An AI regulation strategy that could really work
When even the companies developing AI themselves agree with the need for regulation, it is time to stop discussing abstract principles and get down to the business of how to regulate a rapidly advancing technology landscape.
It is clear that our regulatory system needs an update. If we try to regulate 21st century technology and beyond with 20th century tools, we’ll get none of the benefits of regulation and all of the downsides.
So, if we need to reinvent the rules to keep pace with the technological change advanced by the likes of Google, Amazon, and Facebook, where do we start?
Google’s Sundar Pichai is right that technology companies cannot simply build AI and leave it to the will of the market.
But what we can do is try to use the best traits of markets — competition, transparency, rapid iteration — to reform our regulatory system. Specifically, this means pairing strong government oversight with private sector “regulatory markets.”
We are already seeing governments essentially outsource their roles as regulators, leaving matters to self-regulation on an increasing scale. European governments, for example, after creating the right to be forgotten on search engines that pre-dated GDPR, left the task of enforcing this right to search engines themselves. The reason? Governments lacked the technological competence, resources, and political coherence to do so themselves.
A regulatory market is a new solution to the problem of the limited capacity of traditional regulatory agencies, invented for the nation-state manufacturing age, to keep up with the global digital age.
It combines the incentives that markets create to invent more effective and less burdensome ways to provide a service with hard government oversight to ensure that whatever the regulatory market produces, it satisfies the goals and targets set by democratic governments.
So, instead of governments writing detailed rules, governments instead set the goals: What accident rates are acceptable in self-driving cars? What amount of leakage from a confidential data set is too much? What factors must be excluded from an algorithmic decision?
Then, instead of tech companies deciding for themselves how they will meet those goals, the job is taken on by independent companies that move into the regulatory space, incentivized to invent streamlined ways to achieve government-set goals.
This might involve doing big data analysis to identify the real risk factors for accidents in self-driving cars, using machine learning to detect money laundering transactions more effectively than current methods, or building apps that detect when another app is violating its own privacy policies.
Independent private regulators would compete to provide the regulatory services tech companies are required by government to purchase.
How does this not become a race to the bottom, with private regulators trying to outbid each other to be as lenient as possible, the way that continued self-regulation might?
The answer is for governments to shift their oversight to regulating the regulators. A private regulator would require a license to compete, and could only get and maintain that license if it continues to demonstrate it is achieving the required goals.

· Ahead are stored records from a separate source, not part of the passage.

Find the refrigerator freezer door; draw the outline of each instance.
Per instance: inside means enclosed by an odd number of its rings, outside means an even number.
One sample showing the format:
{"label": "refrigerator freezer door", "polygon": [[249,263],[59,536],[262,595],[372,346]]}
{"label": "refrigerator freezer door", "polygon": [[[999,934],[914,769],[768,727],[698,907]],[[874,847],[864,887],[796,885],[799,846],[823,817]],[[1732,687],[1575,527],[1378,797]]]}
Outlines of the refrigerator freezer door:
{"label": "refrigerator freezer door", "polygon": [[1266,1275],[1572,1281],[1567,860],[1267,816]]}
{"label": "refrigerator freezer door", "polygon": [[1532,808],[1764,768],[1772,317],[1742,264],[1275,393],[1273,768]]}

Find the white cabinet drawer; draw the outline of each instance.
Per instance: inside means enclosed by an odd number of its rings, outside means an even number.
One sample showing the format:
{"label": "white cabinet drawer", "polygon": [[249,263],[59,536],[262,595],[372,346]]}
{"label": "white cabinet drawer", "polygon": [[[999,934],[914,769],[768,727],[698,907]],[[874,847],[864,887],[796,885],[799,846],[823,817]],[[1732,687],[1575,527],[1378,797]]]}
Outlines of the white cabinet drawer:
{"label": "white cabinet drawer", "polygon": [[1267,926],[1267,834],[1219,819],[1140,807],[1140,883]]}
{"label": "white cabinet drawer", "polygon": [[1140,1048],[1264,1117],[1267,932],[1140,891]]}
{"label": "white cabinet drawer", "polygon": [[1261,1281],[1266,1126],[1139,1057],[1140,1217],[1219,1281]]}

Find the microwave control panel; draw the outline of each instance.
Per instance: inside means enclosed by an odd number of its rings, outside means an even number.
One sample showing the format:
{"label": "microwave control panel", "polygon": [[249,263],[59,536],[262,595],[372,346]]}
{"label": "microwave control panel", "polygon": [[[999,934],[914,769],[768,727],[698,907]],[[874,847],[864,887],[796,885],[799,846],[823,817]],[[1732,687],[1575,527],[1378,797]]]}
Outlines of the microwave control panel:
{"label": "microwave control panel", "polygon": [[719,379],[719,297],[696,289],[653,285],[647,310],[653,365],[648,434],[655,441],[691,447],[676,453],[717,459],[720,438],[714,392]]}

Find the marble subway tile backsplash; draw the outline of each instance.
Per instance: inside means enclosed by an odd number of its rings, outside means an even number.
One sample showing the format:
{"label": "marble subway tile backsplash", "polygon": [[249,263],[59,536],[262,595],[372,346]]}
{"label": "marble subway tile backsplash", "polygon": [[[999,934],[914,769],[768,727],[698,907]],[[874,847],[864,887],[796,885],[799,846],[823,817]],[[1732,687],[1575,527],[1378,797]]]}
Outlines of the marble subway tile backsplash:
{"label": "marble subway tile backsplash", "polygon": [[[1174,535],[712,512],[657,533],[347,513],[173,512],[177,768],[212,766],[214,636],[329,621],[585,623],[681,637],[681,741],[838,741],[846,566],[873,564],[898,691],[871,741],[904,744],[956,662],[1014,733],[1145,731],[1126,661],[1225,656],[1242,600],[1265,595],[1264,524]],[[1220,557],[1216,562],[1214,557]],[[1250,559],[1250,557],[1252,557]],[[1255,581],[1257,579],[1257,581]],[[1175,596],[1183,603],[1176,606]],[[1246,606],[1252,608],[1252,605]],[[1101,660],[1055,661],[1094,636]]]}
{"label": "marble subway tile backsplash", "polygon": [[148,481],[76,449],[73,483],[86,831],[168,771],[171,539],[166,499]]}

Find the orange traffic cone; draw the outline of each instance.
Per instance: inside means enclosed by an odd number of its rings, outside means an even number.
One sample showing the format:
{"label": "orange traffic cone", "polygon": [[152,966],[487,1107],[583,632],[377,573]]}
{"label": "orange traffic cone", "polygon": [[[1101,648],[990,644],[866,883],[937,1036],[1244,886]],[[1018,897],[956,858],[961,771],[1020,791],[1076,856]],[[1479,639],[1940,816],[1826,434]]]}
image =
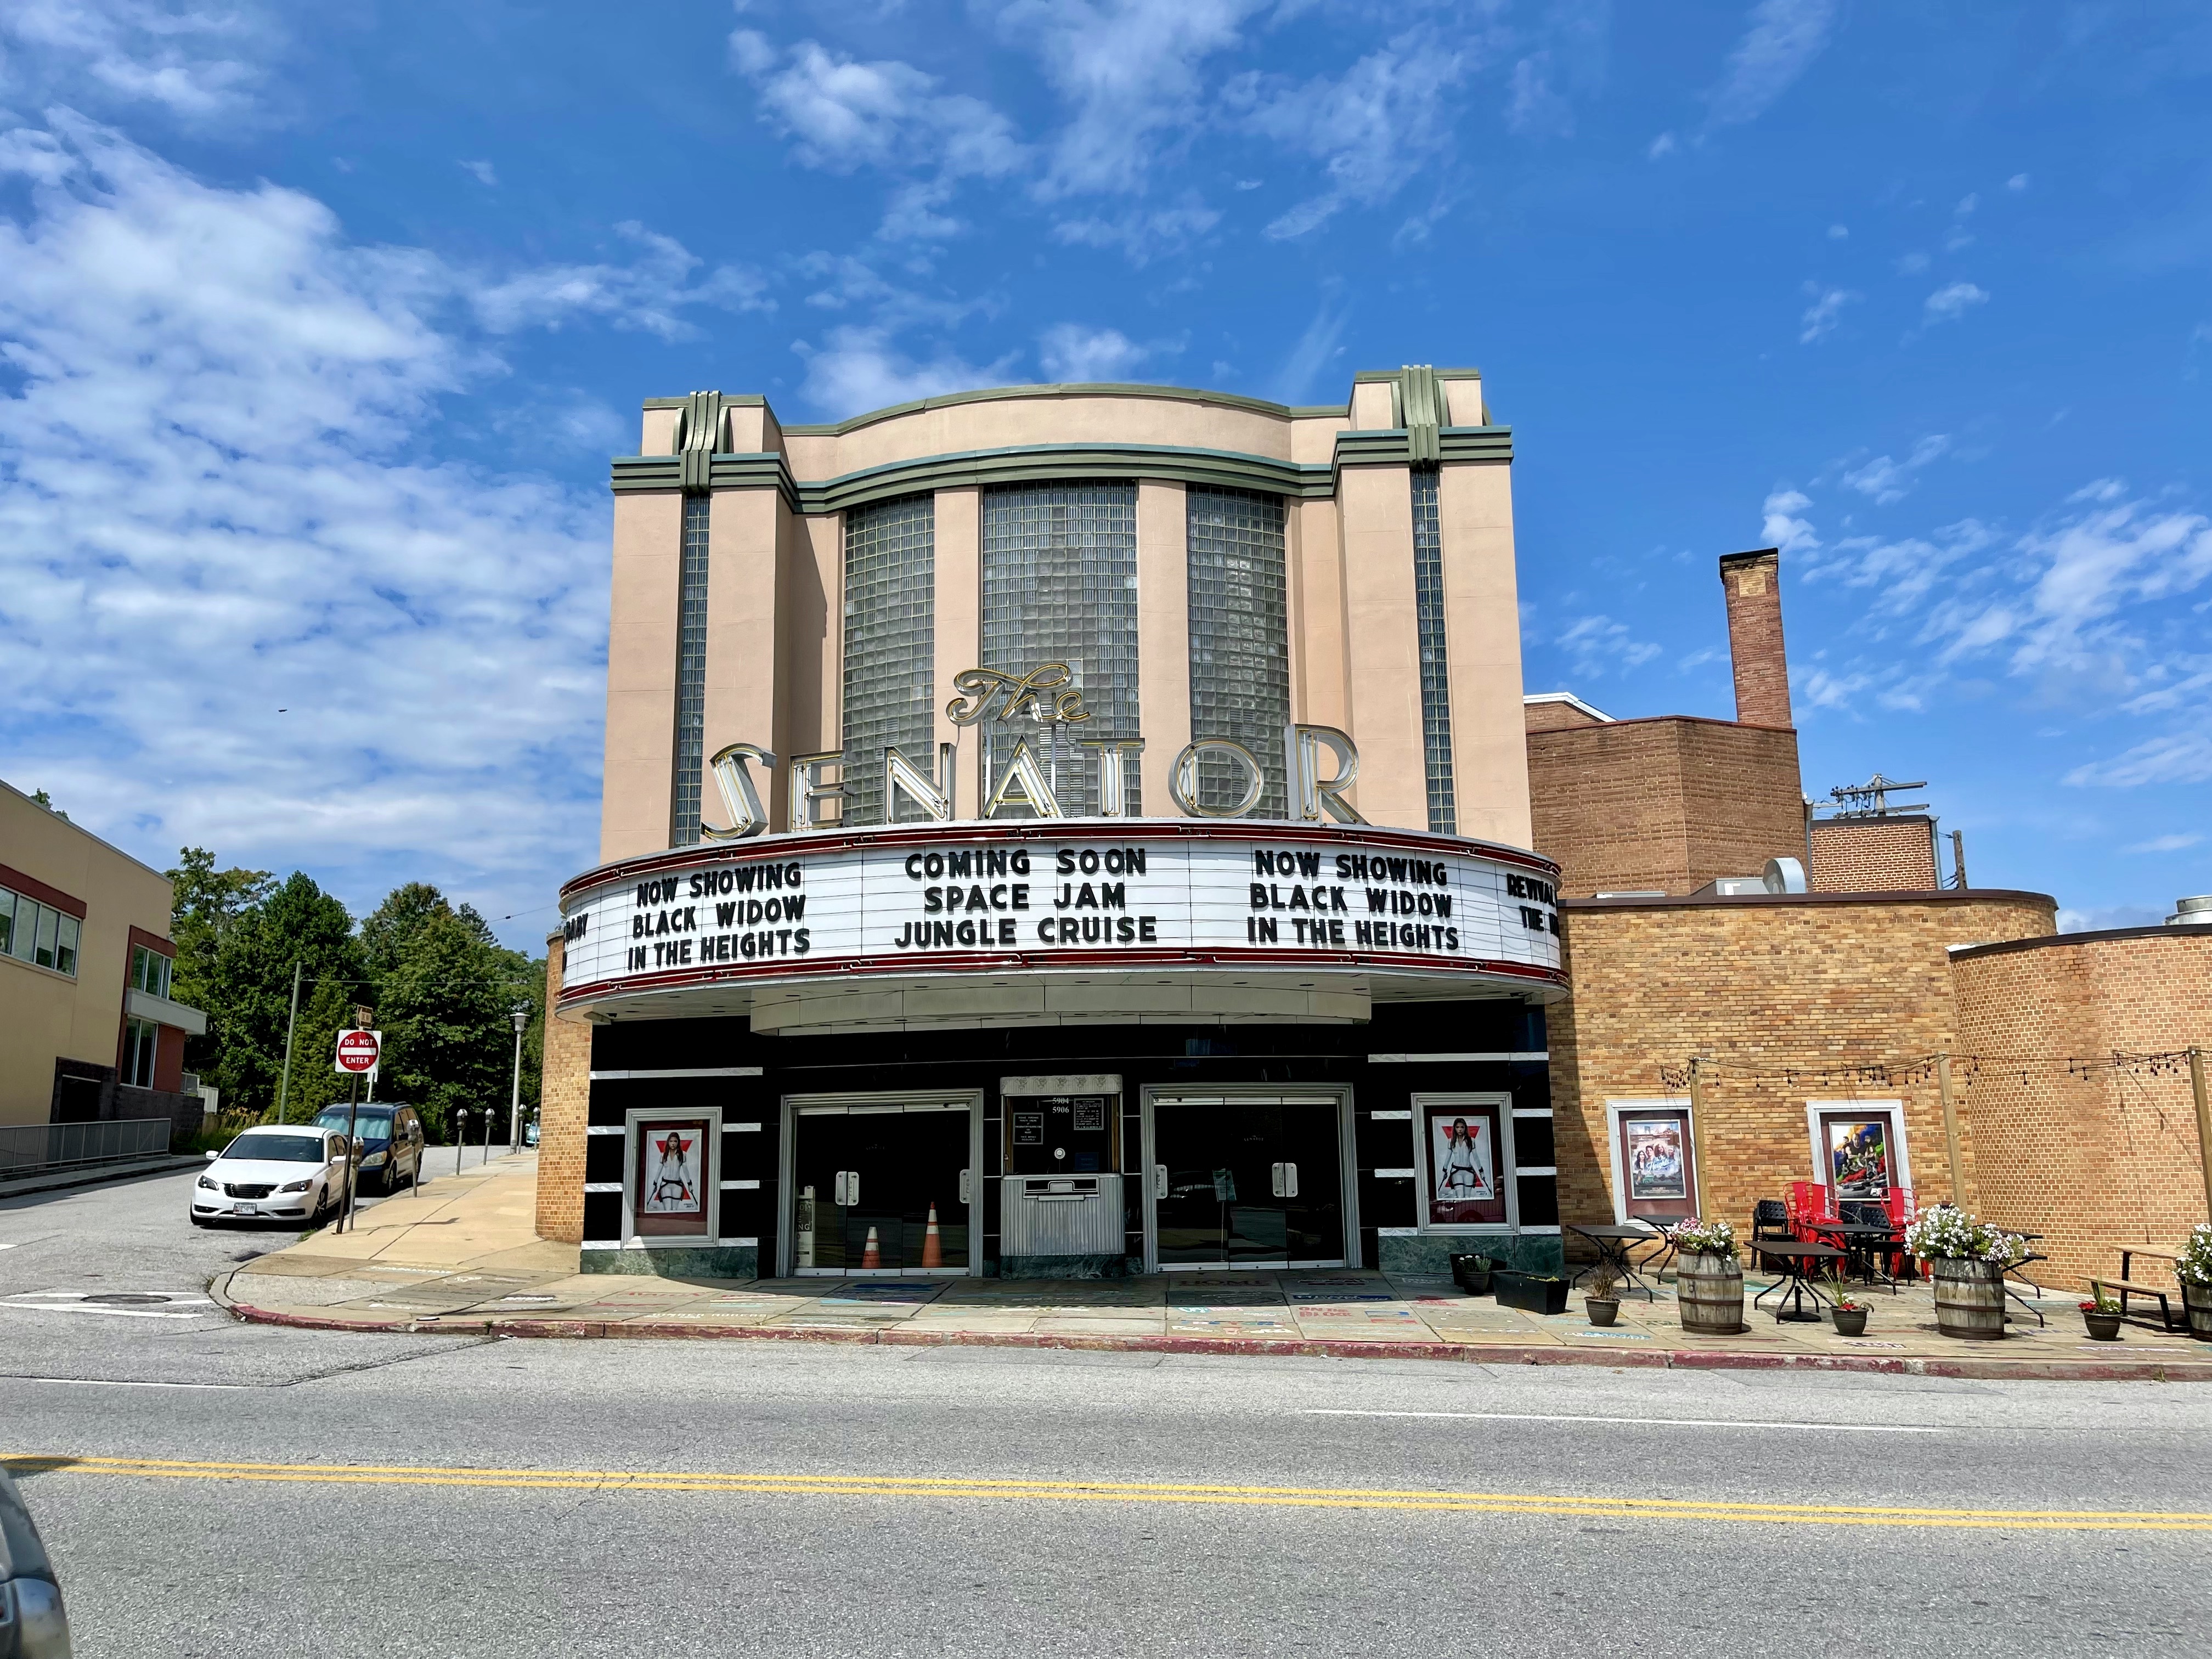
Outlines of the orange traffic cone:
{"label": "orange traffic cone", "polygon": [[868,1229],[868,1242],[860,1247],[860,1265],[863,1267],[880,1267],[884,1265],[883,1247],[876,1243],[876,1230],[873,1227]]}
{"label": "orange traffic cone", "polygon": [[945,1241],[937,1236],[937,1206],[929,1206],[929,1225],[922,1230],[921,1265],[942,1267],[945,1265]]}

The wisdom of the approach rests on this hard government oversight; private regulators have to fear losing their license if they cheat, get hijacked by the tech companies they regulate, or simply do a bad job.
The failure of government oversight is, of course, the challenge that got us here in the first place, as in the case of Boeing self-regulating safety standards on the ill-fated 737 Max.
But the government oversight challenge in a regulatory market will often be easier to solve than in the traditional setting by having fewer regulators than tech companies, an incentive for regulators to maintain their license, and industry-wide data.
And because regulators could operate on a global scale, seeking licenses from multiple governments, they would be less likely to respond to the interests of a handful of domestic companies when they are at risk of losing their ability to operate around the world.
This approach may not solve every regulatory challenge or be appropriate in every context. But it could transform AI regulation into a more manageable and transparent problem.
At the very least, creating regulatory markets could attract some of the venture capital and smart engineers now working hard to build AI to independent companies dedicated to inventing the very technologies we are going to need to keep AI in line.
This model is not the only novel idea we can explore, and it will not work everywhere. But we need better solutions to the need to regulate AI, we need them soon, and then we need to build them.
Professor Gillian Hadfield is director of the Schwartz Reisman Institute for Technology and Society, University of Toronto, and author of Rules for a Flat World: Why Humans Invented Law and How to Reinvent It for a Complex Global Economy.